Picard also contributed to research on the impacts of stress on hair graying as a model of aging. In 2021, Picard’s team reported that it is possible for human hair graying to be temporarily reversed, and hair graying is linked to life stress. They developed the Hair Pigmentation Pattern (HPP) technique, which was used to examine the associations between psychological stress, mitochondrial biology, and changes in hair pigmentation.

Picard has investigated mitochondrial variation across human brain regions and cell types. In 2025, he and collaborators published the MitoBrainMap, a map of mitochondrial biology in the human brain. They reported differences in mitochondrial number and function across brain regions and cell types, and brain regions that evolved more recently had evidence of a higher capacity for energy transformation.

He and colleagues reported that the metabolic hormones Growth Differentiation Factor 15 (GDF15) and Fibroblast growth factor 21 (FGF21) also respond to acute psychological stress, and they are related to a person’s broader psychological and social environments. Their data links the biology of metabolism and psychological stress.

Picard and colleagues have also developed methods for characterizing mitochondrial biology. In 2018, they introduced the mitochondrial health index, a measure for quantifying the capacity for mitochondrial energy-transformation in biological samples.

As Co-Directors of the Columbia Science of Health (SOH) Program, Picard and Alan Cohen are working with other researchers to generate, validate, and apply new ways to measure health as a biological state.

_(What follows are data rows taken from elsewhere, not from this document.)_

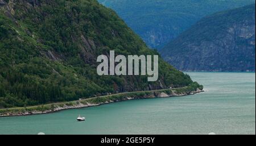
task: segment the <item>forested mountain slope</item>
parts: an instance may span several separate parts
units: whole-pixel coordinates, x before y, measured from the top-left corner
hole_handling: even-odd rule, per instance
[[[110,50],[158,53],[96,0],[69,1],[0,0],[0,108],[192,83],[162,59],[156,82],[146,76],[99,76],[97,57]]]
[[[254,0],[98,0],[114,10],[151,48],[161,49],[201,18]]]
[[[207,16],[160,52],[182,70],[255,71],[255,5]]]

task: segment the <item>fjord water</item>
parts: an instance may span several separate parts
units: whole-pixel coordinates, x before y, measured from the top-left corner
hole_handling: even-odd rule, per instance
[[[255,73],[187,73],[205,92],[0,118],[0,134],[255,134]]]

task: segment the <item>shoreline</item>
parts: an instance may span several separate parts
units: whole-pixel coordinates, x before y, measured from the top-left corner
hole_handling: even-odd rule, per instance
[[[204,91],[203,87],[197,86],[195,88],[189,86],[180,88],[121,93],[71,102],[53,103],[26,107],[2,109],[0,109],[0,118],[7,116],[49,114],[64,110],[98,106],[127,100],[185,96]]]

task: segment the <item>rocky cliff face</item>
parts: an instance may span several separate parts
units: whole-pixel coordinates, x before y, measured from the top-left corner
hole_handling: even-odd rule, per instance
[[[255,5],[199,21],[162,51],[182,70],[255,71]]]
[[[183,87],[189,76],[159,60],[159,80],[98,76],[99,55],[158,55],[96,0],[0,0],[0,109]]]

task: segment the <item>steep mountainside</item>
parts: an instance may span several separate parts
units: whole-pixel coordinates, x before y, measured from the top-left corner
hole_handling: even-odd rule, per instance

== Awards and recognition ==
In 2019, Picard was selected as the recipient for the Neal Miller New Investigator Award from the Academy of Behavioral Medicine Research for his research in the field. He received the 2021 Early Career Impact Award from the Federation of Associations in Behavioral & Brain Sciences (FABBS) in recognition of his contributions to basic science and translational research in mitochondrial psychobiology and stress biology. Picard also received the Herbert Weiner Early Career Award from the Society for Biopsychosocial Science and Medicine in 2023 for his early-career contributions to the field of psychosomatic medicine. In 2024, Picard was named the inaugural recipient of the $1.5 million Baszucki Prize in Science for his work connecting brain energetics, mitochondria, and the human experience.